THE TAX DEBATE is rapidly drifting away from reality and toward conventional posturing. President Reagan is trying to push the blame for the budget deficits onto the Democrats although, as his January budget proposals demonstrated, the administration itself is running out of ideas for cuts in spending. Similarly Speaker O'Neill hopes to draw attention, a bit belatedly, to the issue of tax fairness through a campaign for a $700 limit to next month's income tax cut. It is quite true that the federal tax structure is much less fair than when Mr. Reagan took office. But the damage was done in the 1981 bill with the active, not to say enthusiastic, participation of the Democrats.

The reality is that the federal government now collects only $3 for every $4 that it spends. Financing a deficit of more than $200 billion this year will keep interest rates high, and high interest rates will stunt the economy's recovery. The only effective remedy is the large tax increase that nobody seems very eager to talk about.

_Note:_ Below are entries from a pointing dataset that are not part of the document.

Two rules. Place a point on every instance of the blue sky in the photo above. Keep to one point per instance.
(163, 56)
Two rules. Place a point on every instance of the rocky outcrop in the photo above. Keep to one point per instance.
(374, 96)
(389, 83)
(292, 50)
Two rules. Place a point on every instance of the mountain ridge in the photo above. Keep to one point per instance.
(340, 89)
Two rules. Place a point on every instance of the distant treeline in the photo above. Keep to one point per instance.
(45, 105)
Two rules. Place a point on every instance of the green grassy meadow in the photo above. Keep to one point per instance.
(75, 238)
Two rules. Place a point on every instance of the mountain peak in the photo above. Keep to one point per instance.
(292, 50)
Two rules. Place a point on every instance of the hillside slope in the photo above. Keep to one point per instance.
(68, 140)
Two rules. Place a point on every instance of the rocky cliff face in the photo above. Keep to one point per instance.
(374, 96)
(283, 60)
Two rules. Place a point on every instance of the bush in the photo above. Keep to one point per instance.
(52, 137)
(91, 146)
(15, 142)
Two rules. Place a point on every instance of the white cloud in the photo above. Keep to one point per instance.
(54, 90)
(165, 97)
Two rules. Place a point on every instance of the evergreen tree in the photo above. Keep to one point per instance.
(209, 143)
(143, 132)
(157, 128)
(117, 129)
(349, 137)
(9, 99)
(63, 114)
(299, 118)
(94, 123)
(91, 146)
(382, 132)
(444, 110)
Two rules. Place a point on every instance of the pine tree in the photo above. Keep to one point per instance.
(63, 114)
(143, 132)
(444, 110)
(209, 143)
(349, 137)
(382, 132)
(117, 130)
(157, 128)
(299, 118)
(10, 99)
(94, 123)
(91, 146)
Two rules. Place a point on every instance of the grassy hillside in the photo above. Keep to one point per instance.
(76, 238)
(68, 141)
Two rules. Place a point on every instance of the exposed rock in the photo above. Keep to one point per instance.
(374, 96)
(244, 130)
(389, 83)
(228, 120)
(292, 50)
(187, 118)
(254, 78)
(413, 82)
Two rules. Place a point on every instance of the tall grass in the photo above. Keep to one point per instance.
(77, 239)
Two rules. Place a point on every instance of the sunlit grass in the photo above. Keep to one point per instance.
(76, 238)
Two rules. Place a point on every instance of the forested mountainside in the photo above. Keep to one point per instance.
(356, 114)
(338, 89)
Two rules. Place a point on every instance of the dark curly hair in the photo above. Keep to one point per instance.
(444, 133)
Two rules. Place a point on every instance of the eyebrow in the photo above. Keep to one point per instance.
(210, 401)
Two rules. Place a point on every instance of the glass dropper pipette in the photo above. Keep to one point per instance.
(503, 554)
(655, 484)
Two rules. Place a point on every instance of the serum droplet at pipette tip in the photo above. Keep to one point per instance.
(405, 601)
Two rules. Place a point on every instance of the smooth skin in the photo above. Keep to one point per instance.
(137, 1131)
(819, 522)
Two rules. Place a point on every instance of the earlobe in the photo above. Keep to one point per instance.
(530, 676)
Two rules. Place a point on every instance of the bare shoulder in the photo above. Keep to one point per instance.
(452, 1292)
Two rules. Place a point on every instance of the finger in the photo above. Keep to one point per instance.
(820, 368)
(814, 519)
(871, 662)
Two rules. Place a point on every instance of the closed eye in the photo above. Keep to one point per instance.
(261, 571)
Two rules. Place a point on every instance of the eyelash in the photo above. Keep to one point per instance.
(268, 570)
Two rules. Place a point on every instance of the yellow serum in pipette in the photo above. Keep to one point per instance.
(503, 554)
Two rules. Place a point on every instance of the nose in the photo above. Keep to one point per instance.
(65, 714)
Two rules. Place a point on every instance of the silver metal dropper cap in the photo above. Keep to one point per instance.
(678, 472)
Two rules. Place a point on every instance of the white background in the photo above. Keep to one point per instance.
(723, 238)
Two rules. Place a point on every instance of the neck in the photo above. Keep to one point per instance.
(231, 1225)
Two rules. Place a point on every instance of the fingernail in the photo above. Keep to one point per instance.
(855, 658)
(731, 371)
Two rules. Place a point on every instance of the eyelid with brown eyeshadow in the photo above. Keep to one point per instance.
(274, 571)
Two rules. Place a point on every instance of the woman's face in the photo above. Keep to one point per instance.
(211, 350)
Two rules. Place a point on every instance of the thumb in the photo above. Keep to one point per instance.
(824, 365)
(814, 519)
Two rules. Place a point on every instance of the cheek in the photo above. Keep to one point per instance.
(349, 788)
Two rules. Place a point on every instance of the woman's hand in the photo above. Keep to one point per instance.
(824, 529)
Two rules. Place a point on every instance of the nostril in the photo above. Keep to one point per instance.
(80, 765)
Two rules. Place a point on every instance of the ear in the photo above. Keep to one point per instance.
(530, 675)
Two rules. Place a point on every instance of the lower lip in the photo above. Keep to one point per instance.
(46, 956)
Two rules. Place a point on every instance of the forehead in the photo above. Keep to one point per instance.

Anyone who wants to see unemployment come down and living standards go up, not only in this country but in Western Europe and especially in Latin America, needs to pay attention to those interest rates. Unhappily, fiscal mistakes here in Washington now have their most severe social effects--via the structure of international debt and the interest on it--in countries where people live closer to the edge of survival than they do here.

Fairness in taxation is deservedly a rising issue in American politics. Cutting the taxes on substantial wealth has had none of the results claimed for it two years ago by the theoreticians of this administration. There has been no visible rise in savings or investment. But the Democrats' $700 cap on the July tax cut is a gesture, not a reform. The rates on incomes over $50,000 a year are less signficant than the inordinate maze of tax preferences and exemptions that has become an invitation to high-bracket tax avoidance.

In an ideal world, the president and Congress would now be cooperating in a very large tax increase, to be phased in by stages over the next several years and constructed with great attention to improved equity. Everybody in politics seems to agree that the very suggestion is utopian and altogether beyond the limits of possibility. But does that mean that nothing is possible except continued deficits, continued high interest rates and continued low economic growth?

Last year the Senate Republicans got a tax bill passed. Without it, interest rates would not have fallen over the summer. This year the debate is degenerating into sparring between Mr. Reagan and the House Democrats. Neither side is living up to its responsibilities. But the greater responsibilities are Mr. Reagan's. He is, after all, the president.